Veterinarians who have enlisted in the military may be part of the Veterinary Corps, a division that provides care for military working dogs, ceremonial horses, and pets.

Under the ADHPLRP, eligible veterinarians can receive up to $40,000 in loan repayment assistance for each year of participation, to a maximum of $120,000. The active service obligation is three years.

Teacher Loan Repayment Program

Eligible loans: Federal and private student loans

The Health Resources and Services Administration (HRSA) Faculty Loan Repayment Program offers eligible participants up to $40,000 in student loan repayment assistance in exchange for a two-year service commitment .

To be eligible, you must:

  • Work for a qualifying school as a full-time or part-time faculty member
  • Be from an economically or environmentally disadvantaged background (for example, be from a low-income household or be the first in the family to attend university)
  • Have a DVM degree
  • Have an official agreement from your employer that they will participate in the program

Both federal and private student loans are eligible for repayment assistance under this program. However, this does not apply to parents MORE ready.

Veterinary Medicine Loan Repayment Program (VMLRP)

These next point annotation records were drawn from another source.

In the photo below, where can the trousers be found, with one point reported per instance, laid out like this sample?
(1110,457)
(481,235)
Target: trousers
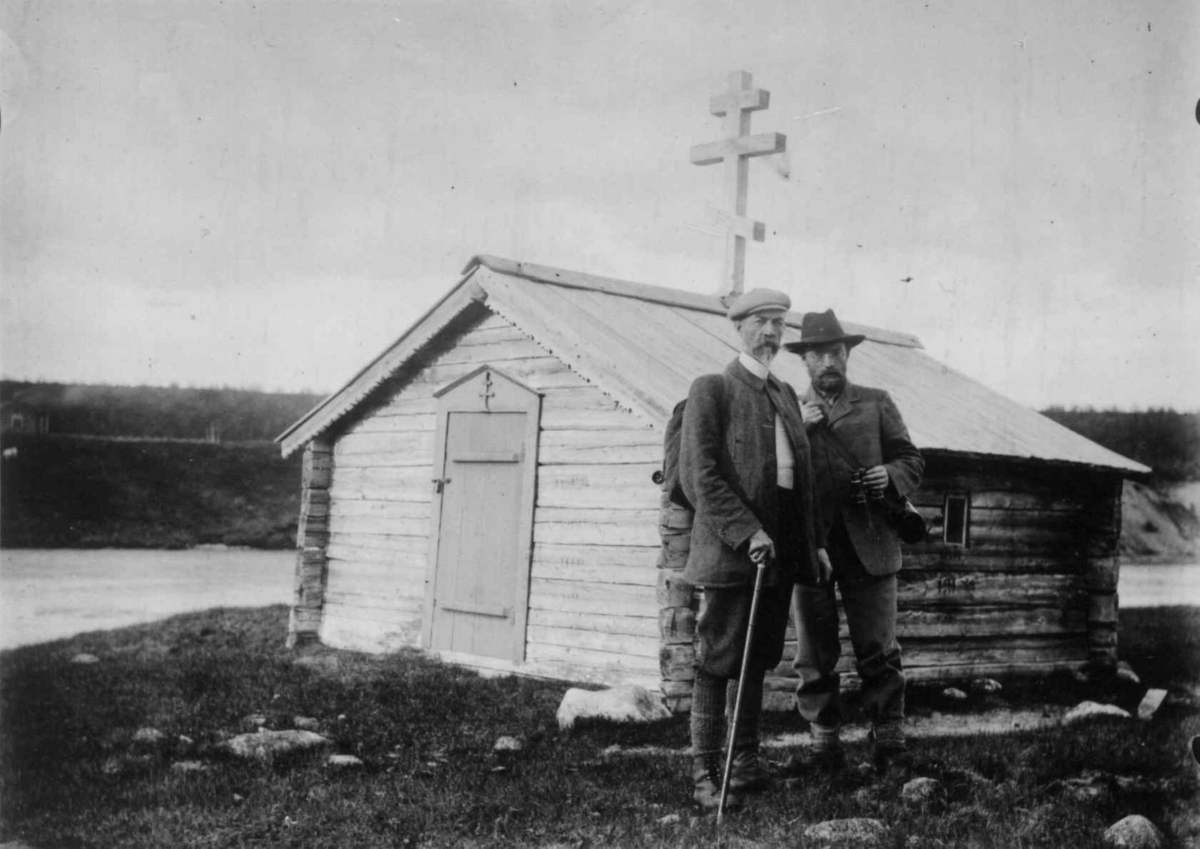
(870,606)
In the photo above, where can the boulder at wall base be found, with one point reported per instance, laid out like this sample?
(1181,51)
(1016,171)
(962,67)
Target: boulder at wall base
(1134,832)
(859,832)
(268,745)
(628,703)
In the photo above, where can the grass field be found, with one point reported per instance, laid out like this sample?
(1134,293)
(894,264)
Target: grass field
(73,775)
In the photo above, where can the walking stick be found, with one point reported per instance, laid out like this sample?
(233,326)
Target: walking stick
(742,679)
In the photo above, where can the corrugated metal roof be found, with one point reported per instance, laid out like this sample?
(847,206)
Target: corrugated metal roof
(645,344)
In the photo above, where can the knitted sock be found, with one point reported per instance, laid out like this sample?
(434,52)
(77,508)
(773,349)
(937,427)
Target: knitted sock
(707,715)
(825,738)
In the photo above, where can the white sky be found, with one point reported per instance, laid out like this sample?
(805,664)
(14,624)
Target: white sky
(267,194)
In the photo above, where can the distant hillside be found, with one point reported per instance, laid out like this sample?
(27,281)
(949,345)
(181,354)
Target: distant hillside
(61,492)
(155,411)
(1165,440)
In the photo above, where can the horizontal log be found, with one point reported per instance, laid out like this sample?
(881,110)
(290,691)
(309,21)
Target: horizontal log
(385,510)
(615,486)
(562,525)
(395,480)
(579,638)
(556,668)
(388,459)
(571,447)
(595,620)
(931,589)
(989,622)
(379,524)
(616,600)
(387,601)
(597,661)
(357,634)
(395,422)
(381,542)
(387,443)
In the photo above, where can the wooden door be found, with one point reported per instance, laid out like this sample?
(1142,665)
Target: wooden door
(486,457)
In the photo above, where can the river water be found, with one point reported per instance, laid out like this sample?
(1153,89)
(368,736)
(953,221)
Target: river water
(49,594)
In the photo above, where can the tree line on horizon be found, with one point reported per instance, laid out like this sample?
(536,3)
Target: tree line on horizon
(1164,439)
(157,411)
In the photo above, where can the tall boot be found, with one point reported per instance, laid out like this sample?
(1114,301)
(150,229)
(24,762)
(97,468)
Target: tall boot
(748,774)
(707,711)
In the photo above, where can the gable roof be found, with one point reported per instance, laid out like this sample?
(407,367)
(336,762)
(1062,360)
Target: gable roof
(643,345)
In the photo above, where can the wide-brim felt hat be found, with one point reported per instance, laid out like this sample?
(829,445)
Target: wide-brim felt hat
(756,301)
(820,329)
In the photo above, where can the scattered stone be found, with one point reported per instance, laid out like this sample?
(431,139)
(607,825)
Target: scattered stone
(628,703)
(189,766)
(1126,673)
(508,744)
(149,736)
(1087,790)
(1151,703)
(857,832)
(1091,710)
(985,685)
(265,745)
(1134,832)
(252,722)
(923,792)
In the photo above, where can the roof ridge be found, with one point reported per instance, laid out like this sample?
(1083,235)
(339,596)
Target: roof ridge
(657,294)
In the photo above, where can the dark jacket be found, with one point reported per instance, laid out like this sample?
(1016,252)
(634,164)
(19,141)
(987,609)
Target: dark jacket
(871,431)
(729,473)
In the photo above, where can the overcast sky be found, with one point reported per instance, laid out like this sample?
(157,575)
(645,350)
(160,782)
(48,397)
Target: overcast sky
(267,194)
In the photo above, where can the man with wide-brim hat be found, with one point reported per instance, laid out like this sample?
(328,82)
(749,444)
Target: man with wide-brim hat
(861,451)
(745,468)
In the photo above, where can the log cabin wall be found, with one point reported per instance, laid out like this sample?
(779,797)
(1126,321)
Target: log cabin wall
(592,610)
(1027,585)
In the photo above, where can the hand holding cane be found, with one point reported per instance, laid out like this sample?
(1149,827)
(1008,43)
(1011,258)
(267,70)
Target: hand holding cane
(760,557)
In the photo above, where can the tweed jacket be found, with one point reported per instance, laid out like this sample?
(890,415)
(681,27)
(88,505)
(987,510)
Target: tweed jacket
(729,473)
(871,429)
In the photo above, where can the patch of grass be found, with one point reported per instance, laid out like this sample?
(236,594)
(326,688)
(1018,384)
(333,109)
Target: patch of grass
(73,774)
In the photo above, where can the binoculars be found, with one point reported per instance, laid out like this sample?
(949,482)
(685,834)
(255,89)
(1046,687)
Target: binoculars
(859,493)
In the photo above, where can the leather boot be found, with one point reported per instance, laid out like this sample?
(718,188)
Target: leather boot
(748,774)
(706,775)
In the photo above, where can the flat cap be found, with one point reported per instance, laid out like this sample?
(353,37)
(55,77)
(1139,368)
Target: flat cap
(756,301)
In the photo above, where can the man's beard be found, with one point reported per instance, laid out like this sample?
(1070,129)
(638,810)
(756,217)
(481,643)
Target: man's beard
(831,381)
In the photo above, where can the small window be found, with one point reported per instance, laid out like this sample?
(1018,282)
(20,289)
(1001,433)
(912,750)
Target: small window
(957,519)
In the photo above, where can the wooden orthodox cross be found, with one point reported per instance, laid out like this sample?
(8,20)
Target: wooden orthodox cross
(735,150)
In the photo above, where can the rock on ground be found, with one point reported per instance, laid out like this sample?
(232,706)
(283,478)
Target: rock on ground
(628,703)
(1090,710)
(859,831)
(265,745)
(923,792)
(1134,832)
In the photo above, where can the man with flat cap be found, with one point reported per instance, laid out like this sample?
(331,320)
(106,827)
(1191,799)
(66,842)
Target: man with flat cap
(744,465)
(861,449)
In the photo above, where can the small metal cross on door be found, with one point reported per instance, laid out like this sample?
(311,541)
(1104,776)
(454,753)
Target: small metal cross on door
(489,392)
(735,106)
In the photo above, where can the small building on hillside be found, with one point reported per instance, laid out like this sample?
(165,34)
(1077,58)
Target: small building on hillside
(483,489)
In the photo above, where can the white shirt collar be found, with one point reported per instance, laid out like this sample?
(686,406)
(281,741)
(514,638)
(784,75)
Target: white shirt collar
(755,367)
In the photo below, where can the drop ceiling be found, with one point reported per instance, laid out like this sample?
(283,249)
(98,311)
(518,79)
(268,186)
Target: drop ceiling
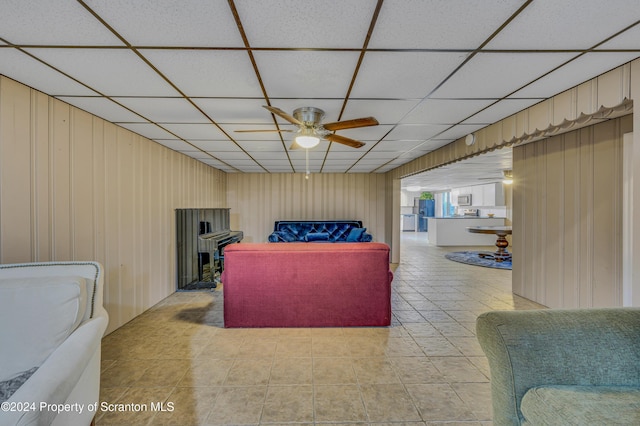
(189,74)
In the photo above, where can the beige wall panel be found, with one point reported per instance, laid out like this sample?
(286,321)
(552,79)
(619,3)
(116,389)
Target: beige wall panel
(82,188)
(585,189)
(509,128)
(552,222)
(15,176)
(99,186)
(607,214)
(571,218)
(257,200)
(567,217)
(518,248)
(60,116)
(41,243)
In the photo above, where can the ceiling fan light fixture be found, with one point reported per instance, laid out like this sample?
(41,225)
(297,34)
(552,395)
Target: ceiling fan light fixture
(307,139)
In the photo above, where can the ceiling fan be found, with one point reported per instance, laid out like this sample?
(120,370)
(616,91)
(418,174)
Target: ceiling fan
(311,129)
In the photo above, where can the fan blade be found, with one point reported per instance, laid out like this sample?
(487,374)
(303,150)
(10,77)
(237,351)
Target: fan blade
(345,141)
(294,145)
(281,113)
(351,124)
(262,131)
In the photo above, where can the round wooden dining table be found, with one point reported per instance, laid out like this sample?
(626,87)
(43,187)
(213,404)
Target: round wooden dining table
(502,254)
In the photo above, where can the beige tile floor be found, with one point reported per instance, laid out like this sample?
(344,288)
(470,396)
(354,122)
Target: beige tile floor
(427,368)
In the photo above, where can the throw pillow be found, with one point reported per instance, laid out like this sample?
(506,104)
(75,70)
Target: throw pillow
(355,234)
(285,236)
(317,236)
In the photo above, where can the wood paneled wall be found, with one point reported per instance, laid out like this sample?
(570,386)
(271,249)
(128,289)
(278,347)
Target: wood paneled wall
(257,200)
(567,218)
(75,187)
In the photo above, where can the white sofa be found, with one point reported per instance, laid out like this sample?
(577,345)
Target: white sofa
(52,321)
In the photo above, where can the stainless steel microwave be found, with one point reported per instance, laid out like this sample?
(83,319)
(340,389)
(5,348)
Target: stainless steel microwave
(464,200)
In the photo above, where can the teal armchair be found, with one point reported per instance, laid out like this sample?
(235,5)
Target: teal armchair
(563,367)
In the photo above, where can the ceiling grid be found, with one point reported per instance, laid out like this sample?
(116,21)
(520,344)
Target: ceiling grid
(191,74)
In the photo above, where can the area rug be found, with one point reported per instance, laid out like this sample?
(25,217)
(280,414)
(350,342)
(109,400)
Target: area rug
(472,258)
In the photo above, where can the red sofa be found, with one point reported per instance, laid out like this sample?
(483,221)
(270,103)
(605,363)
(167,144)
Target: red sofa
(307,285)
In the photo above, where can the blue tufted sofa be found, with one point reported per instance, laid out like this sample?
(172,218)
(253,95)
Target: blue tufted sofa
(319,231)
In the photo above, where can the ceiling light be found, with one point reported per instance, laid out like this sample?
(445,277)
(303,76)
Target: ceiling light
(306,138)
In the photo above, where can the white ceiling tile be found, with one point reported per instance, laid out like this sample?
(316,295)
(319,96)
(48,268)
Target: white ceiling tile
(275,163)
(500,110)
(46,22)
(171,23)
(460,131)
(194,131)
(164,110)
(567,24)
(148,130)
(308,23)
(113,72)
(352,155)
(198,155)
(403,75)
(230,110)
(309,74)
(267,135)
(205,73)
(437,24)
(270,156)
(103,108)
(584,68)
(315,154)
(386,111)
(23,68)
(626,40)
(232,156)
(261,146)
(331,107)
(495,75)
(380,156)
(396,145)
(445,111)
(218,145)
(415,132)
(372,133)
(175,144)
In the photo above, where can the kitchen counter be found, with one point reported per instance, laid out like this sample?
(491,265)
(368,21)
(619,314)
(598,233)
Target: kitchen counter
(452,230)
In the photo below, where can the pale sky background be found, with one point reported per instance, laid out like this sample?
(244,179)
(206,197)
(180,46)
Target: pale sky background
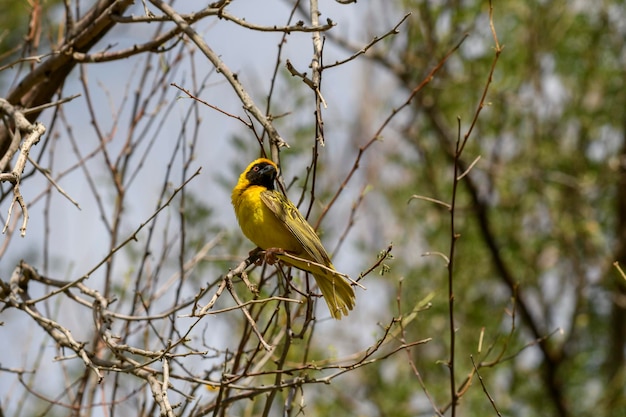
(77,233)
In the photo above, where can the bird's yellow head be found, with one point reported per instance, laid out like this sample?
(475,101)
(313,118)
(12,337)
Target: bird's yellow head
(260,172)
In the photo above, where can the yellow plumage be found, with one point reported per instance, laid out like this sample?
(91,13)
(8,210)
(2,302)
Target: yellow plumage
(271,221)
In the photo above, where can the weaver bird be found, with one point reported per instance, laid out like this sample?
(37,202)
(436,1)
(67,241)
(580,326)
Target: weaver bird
(274,224)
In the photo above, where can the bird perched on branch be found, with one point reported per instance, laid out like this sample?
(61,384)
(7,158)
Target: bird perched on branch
(274,224)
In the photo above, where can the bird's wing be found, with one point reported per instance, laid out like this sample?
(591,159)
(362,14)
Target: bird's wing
(288,214)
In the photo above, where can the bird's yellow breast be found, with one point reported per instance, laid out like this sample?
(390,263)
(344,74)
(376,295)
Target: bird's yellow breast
(259,223)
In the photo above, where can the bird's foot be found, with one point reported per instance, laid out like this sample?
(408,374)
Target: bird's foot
(270,255)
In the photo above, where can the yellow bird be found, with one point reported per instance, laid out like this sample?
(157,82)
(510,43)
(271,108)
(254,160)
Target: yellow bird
(272,222)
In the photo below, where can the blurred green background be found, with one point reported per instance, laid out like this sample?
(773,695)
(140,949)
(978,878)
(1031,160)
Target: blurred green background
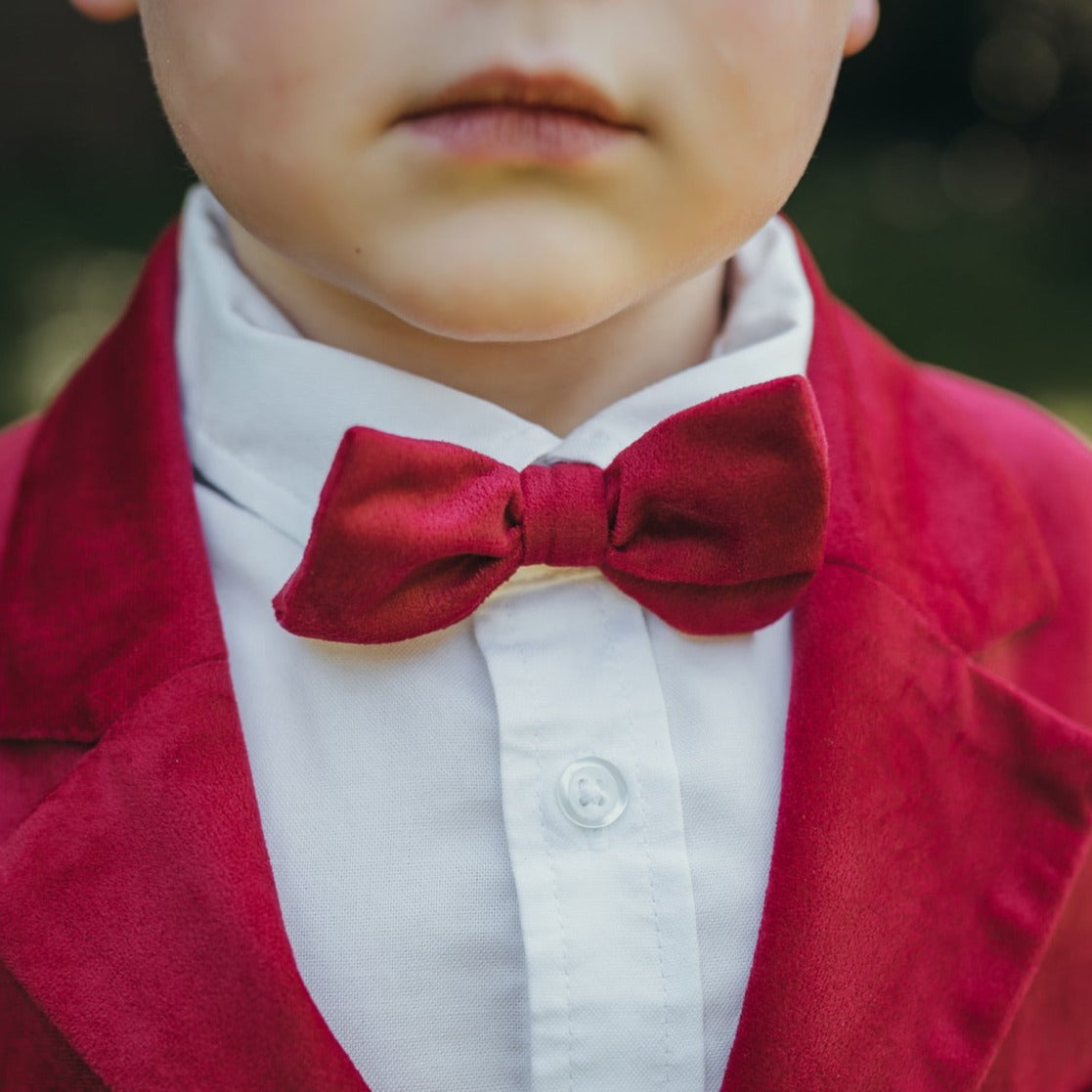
(950,199)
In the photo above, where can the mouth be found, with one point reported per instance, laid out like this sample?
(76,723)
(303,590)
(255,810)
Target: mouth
(545,92)
(503,115)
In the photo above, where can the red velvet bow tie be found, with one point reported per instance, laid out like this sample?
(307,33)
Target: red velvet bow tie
(713,520)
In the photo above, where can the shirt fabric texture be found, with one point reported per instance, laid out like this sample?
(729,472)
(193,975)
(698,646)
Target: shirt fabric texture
(456,929)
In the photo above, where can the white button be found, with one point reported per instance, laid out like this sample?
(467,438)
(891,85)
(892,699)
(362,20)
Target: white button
(591,792)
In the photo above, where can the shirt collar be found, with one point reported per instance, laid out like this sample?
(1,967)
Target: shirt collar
(264,408)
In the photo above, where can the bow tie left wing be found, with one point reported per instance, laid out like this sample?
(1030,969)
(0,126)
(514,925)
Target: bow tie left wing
(410,537)
(721,509)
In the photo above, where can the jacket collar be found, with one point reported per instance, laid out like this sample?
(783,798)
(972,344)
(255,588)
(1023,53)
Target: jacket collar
(147,864)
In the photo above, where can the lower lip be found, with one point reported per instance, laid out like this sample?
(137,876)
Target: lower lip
(518,134)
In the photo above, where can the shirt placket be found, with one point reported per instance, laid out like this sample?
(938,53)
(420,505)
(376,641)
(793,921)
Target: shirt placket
(594,826)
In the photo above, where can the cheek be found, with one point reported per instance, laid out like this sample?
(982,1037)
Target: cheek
(240,80)
(768,71)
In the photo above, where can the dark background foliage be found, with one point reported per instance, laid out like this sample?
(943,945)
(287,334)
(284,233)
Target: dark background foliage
(950,199)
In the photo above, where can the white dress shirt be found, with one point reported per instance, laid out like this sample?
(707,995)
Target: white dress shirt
(529,852)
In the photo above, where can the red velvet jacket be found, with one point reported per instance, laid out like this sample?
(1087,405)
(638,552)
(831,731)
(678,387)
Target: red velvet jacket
(929,920)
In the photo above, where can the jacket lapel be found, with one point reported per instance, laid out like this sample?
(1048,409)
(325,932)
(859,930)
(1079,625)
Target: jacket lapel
(933,817)
(137,903)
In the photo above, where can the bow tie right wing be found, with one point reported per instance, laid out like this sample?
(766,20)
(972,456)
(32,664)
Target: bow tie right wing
(405,531)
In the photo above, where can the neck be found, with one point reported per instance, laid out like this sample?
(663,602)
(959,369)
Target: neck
(556,383)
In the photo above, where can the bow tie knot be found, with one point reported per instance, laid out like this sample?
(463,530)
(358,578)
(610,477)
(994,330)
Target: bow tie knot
(565,515)
(713,520)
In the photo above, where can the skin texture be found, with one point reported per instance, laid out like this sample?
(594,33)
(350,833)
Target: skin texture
(549,289)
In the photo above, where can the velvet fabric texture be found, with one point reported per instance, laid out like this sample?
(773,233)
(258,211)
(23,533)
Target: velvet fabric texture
(929,918)
(713,520)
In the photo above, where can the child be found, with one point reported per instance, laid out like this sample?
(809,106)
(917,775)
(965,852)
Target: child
(669,684)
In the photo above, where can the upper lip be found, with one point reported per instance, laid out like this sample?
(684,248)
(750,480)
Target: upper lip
(502,85)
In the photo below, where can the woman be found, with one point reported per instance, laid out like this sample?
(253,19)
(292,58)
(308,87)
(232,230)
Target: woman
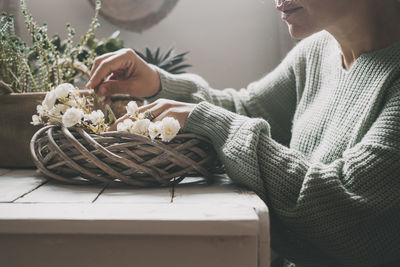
(318,139)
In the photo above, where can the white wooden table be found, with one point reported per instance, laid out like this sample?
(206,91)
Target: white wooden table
(45,223)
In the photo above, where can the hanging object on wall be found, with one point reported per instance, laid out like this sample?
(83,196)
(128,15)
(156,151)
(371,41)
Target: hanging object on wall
(135,15)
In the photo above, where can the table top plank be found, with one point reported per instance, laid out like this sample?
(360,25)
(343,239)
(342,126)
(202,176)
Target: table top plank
(143,219)
(16,183)
(124,194)
(4,171)
(56,192)
(220,191)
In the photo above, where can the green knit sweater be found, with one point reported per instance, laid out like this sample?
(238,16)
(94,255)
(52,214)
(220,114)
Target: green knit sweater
(319,144)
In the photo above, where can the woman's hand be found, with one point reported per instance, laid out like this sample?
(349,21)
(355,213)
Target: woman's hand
(123,72)
(163,108)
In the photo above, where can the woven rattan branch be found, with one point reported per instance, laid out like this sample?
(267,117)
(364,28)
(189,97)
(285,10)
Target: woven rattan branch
(77,157)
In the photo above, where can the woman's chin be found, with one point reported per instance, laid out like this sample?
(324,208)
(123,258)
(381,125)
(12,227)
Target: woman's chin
(298,32)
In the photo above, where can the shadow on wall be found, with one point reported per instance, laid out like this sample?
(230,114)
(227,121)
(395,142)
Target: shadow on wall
(231,42)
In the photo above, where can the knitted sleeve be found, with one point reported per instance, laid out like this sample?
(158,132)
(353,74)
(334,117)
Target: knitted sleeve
(273,97)
(347,211)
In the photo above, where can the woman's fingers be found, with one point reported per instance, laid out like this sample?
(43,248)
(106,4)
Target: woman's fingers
(113,127)
(111,87)
(157,107)
(100,59)
(121,61)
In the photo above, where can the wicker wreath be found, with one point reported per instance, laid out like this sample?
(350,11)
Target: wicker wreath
(77,157)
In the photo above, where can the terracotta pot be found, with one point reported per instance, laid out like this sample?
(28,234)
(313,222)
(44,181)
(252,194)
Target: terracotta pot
(16,112)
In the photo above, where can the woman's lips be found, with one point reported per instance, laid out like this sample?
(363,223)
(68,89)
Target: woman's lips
(287,12)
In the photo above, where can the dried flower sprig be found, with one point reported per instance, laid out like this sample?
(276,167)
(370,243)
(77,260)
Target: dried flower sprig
(166,129)
(68,106)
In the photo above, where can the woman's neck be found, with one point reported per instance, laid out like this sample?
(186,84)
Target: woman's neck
(372,27)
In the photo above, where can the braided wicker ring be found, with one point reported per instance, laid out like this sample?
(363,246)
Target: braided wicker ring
(74,156)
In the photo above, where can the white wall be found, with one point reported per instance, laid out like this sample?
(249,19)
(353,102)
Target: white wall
(232,42)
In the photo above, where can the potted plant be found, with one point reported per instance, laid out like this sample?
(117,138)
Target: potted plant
(27,72)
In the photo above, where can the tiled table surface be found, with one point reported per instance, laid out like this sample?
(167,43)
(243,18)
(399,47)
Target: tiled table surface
(46,223)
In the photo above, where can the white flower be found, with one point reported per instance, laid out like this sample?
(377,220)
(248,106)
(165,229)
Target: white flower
(155,129)
(40,110)
(63,90)
(36,120)
(132,108)
(141,127)
(72,116)
(49,100)
(58,110)
(95,117)
(125,125)
(169,128)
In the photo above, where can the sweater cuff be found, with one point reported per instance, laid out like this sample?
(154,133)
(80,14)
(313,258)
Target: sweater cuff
(173,86)
(213,122)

Eligible loans: Federal and private student loans

Through the National Institute of Food and Agriculture (NIFA), you could receive up to $25,000 per year to cover eligible veterinary student loan debt. In return, you must agree to work in a designated vet shortage area for at least three years.

To be eligible, you must:

  • Work in a designated shortage area and spend part of your time practicing food supply veterinary medicine or public practice
  • Have a DVM degree
  • Have at least $15,000 of eligible student debt

State-Based Veterinary Loan Waiver

Eligible loans: Varies by program

Many states are experiencing veterinarian shortages, so some states operate their own loan repayment assistance programs to encourage licensed veterinarians to live and work in shortage areas. Here are some examples of state programs:

  • North Dakota State Veterinary Loan Repayment Program: In North Dakota, food animal veterinarians can receive up to $80,000 in student loan repayment assistance in exchange for working in a high-need rural area. To get the full amount, you must work four years for an eligible employer. The program can help veterinarians with federal and private student loans.
  • Minnesota Rural Veterinary Loan Repayment Program: In exchange for a five-year commitment to work full-time in disadvantaged rural areas of Minnesota, eligible veterinarians can get up to $75,000 in student loan repayment assistance over five years.

Not all states offer loan repayment programs for veterinarians, but many do. You can find out if your state has a similar program by visiting your national association of veterinary doctors Where national education agency.

More Advisor

The views and opinions expressed herein are the views and opinions of the author and do not necessarily reflect those of Nasdaq, Inc.